I suppose I'm a little (OK, a lot) freaked out about my upcoming 20th year high school reunion. (20 years? Yikes!) Granted, I've been through a lot since I left high school. I worry that a lot of it will be considered disappointment. "You know, she never finished college. She never got married. And she moved back to Norwood. Scandal!"
I'd like to believe that I won't be faced with those judgments if I step through the doors of the local hotel conference room next year. (And I say "if" because I've not yet decided if I should go.) I know that those judgments are only labels I've placed upon myself. In most probability, my former classmates will remember me as the quiet studious girl, and won't speculate any further upon my life after receiving my diploma.
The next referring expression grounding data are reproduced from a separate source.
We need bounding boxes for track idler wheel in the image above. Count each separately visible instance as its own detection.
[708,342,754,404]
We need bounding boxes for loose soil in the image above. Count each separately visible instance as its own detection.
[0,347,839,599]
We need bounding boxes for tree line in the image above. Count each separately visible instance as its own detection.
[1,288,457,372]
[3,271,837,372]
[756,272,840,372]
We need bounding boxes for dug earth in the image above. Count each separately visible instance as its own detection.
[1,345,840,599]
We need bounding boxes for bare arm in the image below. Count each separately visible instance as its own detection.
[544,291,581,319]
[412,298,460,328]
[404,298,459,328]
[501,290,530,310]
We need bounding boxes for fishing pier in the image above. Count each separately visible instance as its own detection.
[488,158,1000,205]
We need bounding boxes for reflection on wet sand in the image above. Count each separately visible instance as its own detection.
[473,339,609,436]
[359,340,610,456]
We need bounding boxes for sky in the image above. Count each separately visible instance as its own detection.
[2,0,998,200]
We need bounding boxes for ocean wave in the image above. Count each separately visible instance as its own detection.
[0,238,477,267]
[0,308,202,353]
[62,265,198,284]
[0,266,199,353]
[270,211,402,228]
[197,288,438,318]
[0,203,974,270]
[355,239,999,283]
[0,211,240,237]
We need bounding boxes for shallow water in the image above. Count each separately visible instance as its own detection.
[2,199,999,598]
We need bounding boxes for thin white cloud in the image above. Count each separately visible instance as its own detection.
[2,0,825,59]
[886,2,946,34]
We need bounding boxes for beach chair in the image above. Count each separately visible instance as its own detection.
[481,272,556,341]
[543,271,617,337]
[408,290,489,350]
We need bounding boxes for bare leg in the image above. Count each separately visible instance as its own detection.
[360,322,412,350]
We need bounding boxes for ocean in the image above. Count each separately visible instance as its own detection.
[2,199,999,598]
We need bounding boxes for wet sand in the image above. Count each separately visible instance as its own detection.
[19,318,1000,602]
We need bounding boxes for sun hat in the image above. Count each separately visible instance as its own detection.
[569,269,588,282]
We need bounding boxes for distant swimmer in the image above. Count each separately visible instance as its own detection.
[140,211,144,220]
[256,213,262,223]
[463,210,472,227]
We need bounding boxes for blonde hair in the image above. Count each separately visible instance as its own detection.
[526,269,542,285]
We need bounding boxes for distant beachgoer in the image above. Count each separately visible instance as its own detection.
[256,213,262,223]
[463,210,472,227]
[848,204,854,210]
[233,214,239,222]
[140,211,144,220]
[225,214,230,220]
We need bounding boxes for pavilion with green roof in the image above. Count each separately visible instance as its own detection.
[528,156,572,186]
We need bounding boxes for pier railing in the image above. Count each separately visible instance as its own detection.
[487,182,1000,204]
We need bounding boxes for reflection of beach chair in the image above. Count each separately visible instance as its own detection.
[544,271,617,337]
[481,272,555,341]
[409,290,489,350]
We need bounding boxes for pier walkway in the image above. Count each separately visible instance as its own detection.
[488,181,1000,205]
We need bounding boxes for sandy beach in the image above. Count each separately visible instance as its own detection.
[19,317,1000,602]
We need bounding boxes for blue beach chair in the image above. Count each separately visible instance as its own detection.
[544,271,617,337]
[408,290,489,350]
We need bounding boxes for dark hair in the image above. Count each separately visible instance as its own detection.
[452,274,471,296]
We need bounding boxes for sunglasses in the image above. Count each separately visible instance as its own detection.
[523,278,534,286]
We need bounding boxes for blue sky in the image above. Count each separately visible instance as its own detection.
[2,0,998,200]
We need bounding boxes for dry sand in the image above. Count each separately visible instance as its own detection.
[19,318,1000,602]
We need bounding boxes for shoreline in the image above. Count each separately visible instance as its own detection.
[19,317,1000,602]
It still scares me, though.
All of this weirdness is happening around me, and I can only worry if I'll be the only unmarried geek with no secondary education, who never did anything with her life at the reunion. How ridiculous. How self-centered. Why am I so insecure about being in the same room with a bunch of people I've not seen in two decades? What right do these people have to pass any sort of judgment upon my life, and why am I so convinced that they will?
I know I’m being ridiculous. I know there’s no set measurement for success or failure. There are many places in my past where I can point out moments where I felt like I was on the right path, but more often than not I have a hard time finding those places.
And it's then that I realize that, despite my attempts at avoiding any type of bigotry, I do have an intolerance. I have a prejudice. I've been brainwashed into what I should have been. I'm not sure where that expectation came from, but the prejudice is strong.
It has nothing to do with moving back to Norwood. I'm Myo-intolerant.
I expected more from her (or was convinced that I should expect more from her), and I'm terrified that other people might see the image that I see when I look in the mirror. All of the blemishes, all of the imperfections. My past is something indisguisable and scarring, and no matter how hard I try, it won’t rub off.
Back when I lived in Clifton, it was easy to avoid looking in the mirror. I only had one, on the sliding doors of the medicine cabinet above my bathroom sink. Here, I have a full length (but only half width… it came with the apartment) mirror on the bathroom door, partially obscured by an oversized blue robe. I have to face myself a lot more often here, have to see myself as I actually am. I find it’s sometimes hard to look myself in the eye.
I'm working on it, but sometimes I really hate that mirror.